In your opinion, do artists today (still) have an obligation to make a political and social statement?

I wouldn't assume an obligation - for a long time I tried very consciously to ignore the aspect, but I have hardly been able to escape it for several years - but this only became clear to me in retrospect. I wanted to avoid intellectual advance work as much as possible, as I felt it was more of a restriction. The refusal, however, also includes a political aspect.

Football can be identified as a focus of your work. Sporting passion or artistic interest?

The first works on this topic were created in the early eighties. On painting tracks (approx. 1.50 m x approx. 10 m) I made ice hockey the subject. The sporting aspect interests me less than the choreography in the super-fast change in connection with the strictly graphic elements of the playing field, the striking colors in connection with typographic elements on the jersey, perimeter and banners. In contrast to that phase, today I work exclusively with manipulated photo templates.

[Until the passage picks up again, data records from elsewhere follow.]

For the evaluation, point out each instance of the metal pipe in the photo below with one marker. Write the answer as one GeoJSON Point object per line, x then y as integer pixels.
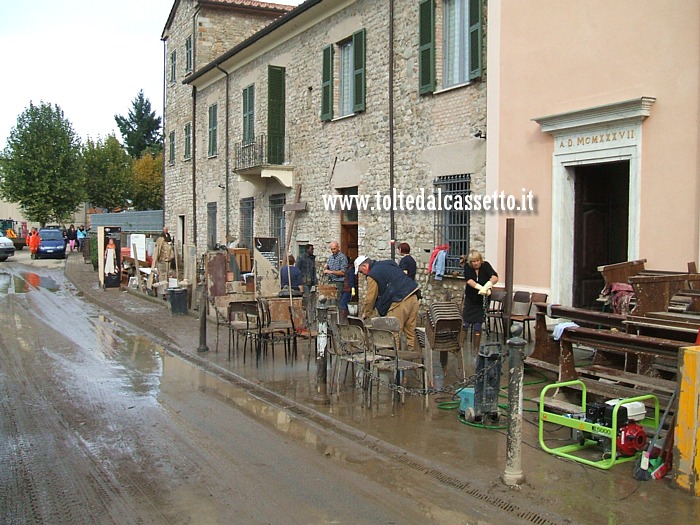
{"type": "Point", "coordinates": [322, 316]}
{"type": "Point", "coordinates": [508, 303]}
{"type": "Point", "coordinates": [513, 473]}
{"type": "Point", "coordinates": [228, 151]}
{"type": "Point", "coordinates": [392, 223]}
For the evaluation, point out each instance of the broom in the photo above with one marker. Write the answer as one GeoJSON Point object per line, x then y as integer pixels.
{"type": "Point", "coordinates": [641, 464]}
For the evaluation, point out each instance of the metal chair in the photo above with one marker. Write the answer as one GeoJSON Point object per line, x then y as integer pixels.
{"type": "Point", "coordinates": [384, 343]}
{"type": "Point", "coordinates": [237, 324]}
{"type": "Point", "coordinates": [520, 310]}
{"type": "Point", "coordinates": [494, 314]}
{"type": "Point", "coordinates": [351, 348]}
{"type": "Point", "coordinates": [443, 333]}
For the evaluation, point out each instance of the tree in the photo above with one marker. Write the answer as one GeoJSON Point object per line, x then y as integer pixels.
{"type": "Point", "coordinates": [108, 179]}
{"type": "Point", "coordinates": [148, 182]}
{"type": "Point", "coordinates": [41, 166]}
{"type": "Point", "coordinates": [141, 128]}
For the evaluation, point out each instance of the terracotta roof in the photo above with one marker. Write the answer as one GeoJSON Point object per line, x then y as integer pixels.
{"type": "Point", "coordinates": [251, 3]}
{"type": "Point", "coordinates": [241, 4]}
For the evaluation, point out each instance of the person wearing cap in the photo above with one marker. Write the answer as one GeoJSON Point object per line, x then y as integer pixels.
{"type": "Point", "coordinates": [336, 267]}
{"type": "Point", "coordinates": [391, 292]}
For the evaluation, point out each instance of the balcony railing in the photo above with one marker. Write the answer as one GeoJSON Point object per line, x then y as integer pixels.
{"type": "Point", "coordinates": [266, 150]}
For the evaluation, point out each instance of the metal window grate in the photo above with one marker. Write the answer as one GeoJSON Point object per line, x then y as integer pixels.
{"type": "Point", "coordinates": [246, 222]}
{"type": "Point", "coordinates": [277, 228]}
{"type": "Point", "coordinates": [452, 226]}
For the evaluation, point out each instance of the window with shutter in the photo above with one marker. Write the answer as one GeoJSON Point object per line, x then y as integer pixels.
{"type": "Point", "coordinates": [249, 115]}
{"type": "Point", "coordinates": [461, 41]}
{"type": "Point", "coordinates": [327, 84]}
{"type": "Point", "coordinates": [426, 47]}
{"type": "Point", "coordinates": [358, 51]}
{"type": "Point", "coordinates": [275, 114]}
{"type": "Point", "coordinates": [171, 148]}
{"type": "Point", "coordinates": [213, 130]}
{"type": "Point", "coordinates": [188, 54]}
{"type": "Point", "coordinates": [188, 141]}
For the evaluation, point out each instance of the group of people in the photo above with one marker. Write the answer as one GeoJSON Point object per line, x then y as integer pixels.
{"type": "Point", "coordinates": [391, 288]}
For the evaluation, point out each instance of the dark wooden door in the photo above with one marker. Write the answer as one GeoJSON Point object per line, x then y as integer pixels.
{"type": "Point", "coordinates": [601, 217]}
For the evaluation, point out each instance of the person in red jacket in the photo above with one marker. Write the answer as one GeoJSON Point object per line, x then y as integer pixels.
{"type": "Point", "coordinates": [33, 241]}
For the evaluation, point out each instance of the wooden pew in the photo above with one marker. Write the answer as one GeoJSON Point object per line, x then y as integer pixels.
{"type": "Point", "coordinates": [623, 365]}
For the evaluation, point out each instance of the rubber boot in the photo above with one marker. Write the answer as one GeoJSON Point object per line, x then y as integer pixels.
{"type": "Point", "coordinates": [476, 341]}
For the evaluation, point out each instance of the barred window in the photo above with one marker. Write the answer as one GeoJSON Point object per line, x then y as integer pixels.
{"type": "Point", "coordinates": [452, 226]}
{"type": "Point", "coordinates": [277, 202]}
{"type": "Point", "coordinates": [246, 223]}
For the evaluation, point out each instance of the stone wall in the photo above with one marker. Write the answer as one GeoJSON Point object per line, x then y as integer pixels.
{"type": "Point", "coordinates": [433, 136]}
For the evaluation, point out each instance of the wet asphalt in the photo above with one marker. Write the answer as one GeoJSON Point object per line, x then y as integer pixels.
{"type": "Point", "coordinates": [425, 433]}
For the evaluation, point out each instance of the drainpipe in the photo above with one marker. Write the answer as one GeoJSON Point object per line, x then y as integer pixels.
{"type": "Point", "coordinates": [162, 141]}
{"type": "Point", "coordinates": [392, 225]}
{"type": "Point", "coordinates": [228, 165]}
{"type": "Point", "coordinates": [194, 165]}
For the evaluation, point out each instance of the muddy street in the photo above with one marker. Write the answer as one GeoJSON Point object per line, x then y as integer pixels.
{"type": "Point", "coordinates": [98, 424]}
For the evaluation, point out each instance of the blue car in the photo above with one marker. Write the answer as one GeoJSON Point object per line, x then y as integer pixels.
{"type": "Point", "coordinates": [52, 244]}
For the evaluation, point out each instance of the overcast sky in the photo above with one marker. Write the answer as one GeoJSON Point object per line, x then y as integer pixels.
{"type": "Point", "coordinates": [90, 57]}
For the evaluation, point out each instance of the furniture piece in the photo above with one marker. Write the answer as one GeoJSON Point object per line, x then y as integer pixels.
{"type": "Point", "coordinates": [520, 311]}
{"type": "Point", "coordinates": [276, 328]}
{"type": "Point", "coordinates": [385, 342]}
{"type": "Point", "coordinates": [494, 314]}
{"type": "Point", "coordinates": [443, 333]}
{"type": "Point", "coordinates": [530, 317]}
{"type": "Point", "coordinates": [351, 349]}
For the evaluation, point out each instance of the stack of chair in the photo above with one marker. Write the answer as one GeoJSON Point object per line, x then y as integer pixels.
{"type": "Point", "coordinates": [442, 333]}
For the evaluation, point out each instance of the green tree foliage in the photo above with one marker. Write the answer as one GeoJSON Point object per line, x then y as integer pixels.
{"type": "Point", "coordinates": [141, 128]}
{"type": "Point", "coordinates": [108, 179]}
{"type": "Point", "coordinates": [148, 182]}
{"type": "Point", "coordinates": [40, 170]}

You can show series of pictures in acrylic for both BVB and Schalke 04. The first thought: You don't do something like that. Did you want to provoke or deliberately combine opposites? And: When is HSV coming?

The majority of these paintings cannot be assigned to a specific club. The decisions to realize a series for certain clubs (St. Pauli, Freiburg, BVB, Schalke, Bayern Munich, Union Berlin and also HSV) are simply due to the preferences of a part of my circle of friends.

Finally, a question that I like to ask: What is the name of Schlossallee in your personal Monopoly?

The Pannierstrasse – I love schnitzel!

Mr. Beestermoeller, thank you very much for the interview!